Ma la cosa più sorprendente è che tutto il sistema non avrebbe nemmeno costi eccessivamente elevati: permetterebbe di realizzare pizze a costi appena appena superiori a quelli delle abituali pizzerie. L’idea è piaciuta e pare che si stia tentando di realizzare una catena di pizzerie da asporto e addirittura di espandersi all’estero. Un’idea che quando è stata pensata la prima volta, anni fa, era sembrata una “pazzia” (da qui il nome del marchio: Pazziria). Ma che oggi appare più realistica di quanto si potesse immaginare.
Tanto più che il nuovo sistema non ha problemi di turni di lavoro, scioperi, ferie, giorni di malattia, contratti sindacali. O di pandemia: nell’ultimo anno molte pizzerie hanno dovuto chiudere i battenti (i giornali ne hanno parlato abbondantemente: molti pizzaioli sono stati licenziati, o hanno abbandonato la propria attività per trasferirsi altrove, magari all’estero). Tutti problemi che un robot non avrà mai.

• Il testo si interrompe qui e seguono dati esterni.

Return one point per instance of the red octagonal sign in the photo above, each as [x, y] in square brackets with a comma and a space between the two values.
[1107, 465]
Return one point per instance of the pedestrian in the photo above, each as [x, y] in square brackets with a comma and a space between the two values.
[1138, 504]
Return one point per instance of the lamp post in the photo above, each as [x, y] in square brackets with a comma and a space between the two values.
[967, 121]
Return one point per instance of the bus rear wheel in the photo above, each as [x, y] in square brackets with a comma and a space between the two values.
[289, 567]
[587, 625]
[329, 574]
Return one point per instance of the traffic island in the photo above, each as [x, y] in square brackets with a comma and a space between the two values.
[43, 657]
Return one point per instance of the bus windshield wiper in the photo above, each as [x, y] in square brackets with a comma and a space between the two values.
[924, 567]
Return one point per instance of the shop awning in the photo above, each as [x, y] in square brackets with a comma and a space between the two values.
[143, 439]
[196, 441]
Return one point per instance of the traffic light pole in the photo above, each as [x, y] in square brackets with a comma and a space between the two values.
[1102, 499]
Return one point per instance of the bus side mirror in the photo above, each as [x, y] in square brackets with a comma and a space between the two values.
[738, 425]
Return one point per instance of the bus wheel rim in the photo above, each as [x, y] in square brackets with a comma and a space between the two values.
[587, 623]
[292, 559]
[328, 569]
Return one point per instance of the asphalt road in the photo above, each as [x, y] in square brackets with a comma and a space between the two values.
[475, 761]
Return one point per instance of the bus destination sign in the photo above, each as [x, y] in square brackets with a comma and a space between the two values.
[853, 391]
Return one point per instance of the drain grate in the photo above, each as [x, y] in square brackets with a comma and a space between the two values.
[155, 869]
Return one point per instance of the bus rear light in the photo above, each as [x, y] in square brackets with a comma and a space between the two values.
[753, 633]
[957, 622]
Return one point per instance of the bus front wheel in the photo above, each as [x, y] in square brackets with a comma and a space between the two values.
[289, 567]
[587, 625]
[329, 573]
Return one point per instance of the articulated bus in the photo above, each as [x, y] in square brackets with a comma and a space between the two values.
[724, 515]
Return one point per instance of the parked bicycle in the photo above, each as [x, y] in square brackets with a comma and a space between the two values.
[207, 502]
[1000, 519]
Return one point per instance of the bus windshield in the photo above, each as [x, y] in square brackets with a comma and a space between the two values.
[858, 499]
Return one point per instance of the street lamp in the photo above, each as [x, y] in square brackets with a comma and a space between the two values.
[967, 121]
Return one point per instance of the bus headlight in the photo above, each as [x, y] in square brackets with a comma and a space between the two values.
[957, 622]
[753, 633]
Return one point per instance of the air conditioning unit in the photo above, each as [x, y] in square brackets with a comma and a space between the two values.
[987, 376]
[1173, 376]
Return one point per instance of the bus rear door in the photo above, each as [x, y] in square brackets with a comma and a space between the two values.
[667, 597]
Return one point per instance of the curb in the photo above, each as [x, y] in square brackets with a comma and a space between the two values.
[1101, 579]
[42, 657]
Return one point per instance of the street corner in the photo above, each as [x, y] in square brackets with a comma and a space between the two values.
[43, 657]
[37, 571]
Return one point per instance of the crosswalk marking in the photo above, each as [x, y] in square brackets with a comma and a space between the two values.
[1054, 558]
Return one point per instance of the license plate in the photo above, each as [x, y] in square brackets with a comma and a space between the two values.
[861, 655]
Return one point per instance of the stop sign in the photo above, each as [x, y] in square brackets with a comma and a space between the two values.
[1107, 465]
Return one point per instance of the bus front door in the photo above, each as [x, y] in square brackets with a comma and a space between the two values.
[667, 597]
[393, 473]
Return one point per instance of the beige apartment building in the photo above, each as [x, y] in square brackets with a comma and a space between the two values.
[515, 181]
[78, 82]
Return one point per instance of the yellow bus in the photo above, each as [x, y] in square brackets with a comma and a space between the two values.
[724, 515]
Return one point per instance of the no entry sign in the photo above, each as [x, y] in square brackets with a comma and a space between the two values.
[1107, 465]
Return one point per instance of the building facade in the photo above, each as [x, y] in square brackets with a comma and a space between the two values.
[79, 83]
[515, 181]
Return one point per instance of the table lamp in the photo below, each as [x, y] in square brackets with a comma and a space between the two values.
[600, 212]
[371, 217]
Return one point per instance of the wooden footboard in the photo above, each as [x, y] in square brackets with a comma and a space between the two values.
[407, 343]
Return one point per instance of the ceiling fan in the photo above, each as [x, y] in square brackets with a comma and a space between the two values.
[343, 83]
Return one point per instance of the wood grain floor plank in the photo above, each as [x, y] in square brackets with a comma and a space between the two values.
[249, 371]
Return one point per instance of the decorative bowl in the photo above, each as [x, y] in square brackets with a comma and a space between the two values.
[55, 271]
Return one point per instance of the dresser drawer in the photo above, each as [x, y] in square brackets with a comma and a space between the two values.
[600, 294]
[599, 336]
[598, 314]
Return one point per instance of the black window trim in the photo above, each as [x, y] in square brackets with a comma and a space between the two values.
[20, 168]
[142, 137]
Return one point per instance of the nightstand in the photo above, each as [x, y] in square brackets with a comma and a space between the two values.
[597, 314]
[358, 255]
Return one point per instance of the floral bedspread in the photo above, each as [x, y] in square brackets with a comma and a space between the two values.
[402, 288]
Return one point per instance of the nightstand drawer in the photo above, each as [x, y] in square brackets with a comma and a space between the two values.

Resta, però, un problema ancora irrisolto, sia nel caso degli articoli scritti dal computer che nel caso delle pizze fatte dai robot. Entrambi i pezzi prodotti dalle macchine non riusciranno mai a trasmettere la passione che un bravo scrittore o un bravo pizzaiolo possono mettere nel realizzare un articolo o una pizza. Entrambi “pezzi” fatti non solo di carta e inchiostro o di farina, pomodoro e mozzarella: ma di umanità. E questa un robot non potrà mai averla.
P.S. Questo articolo non è stato scritto da un computer e la pizza che mangerò questa sera l’ho fatta con le mie mani, senza l’aiuto di nessuna macchina.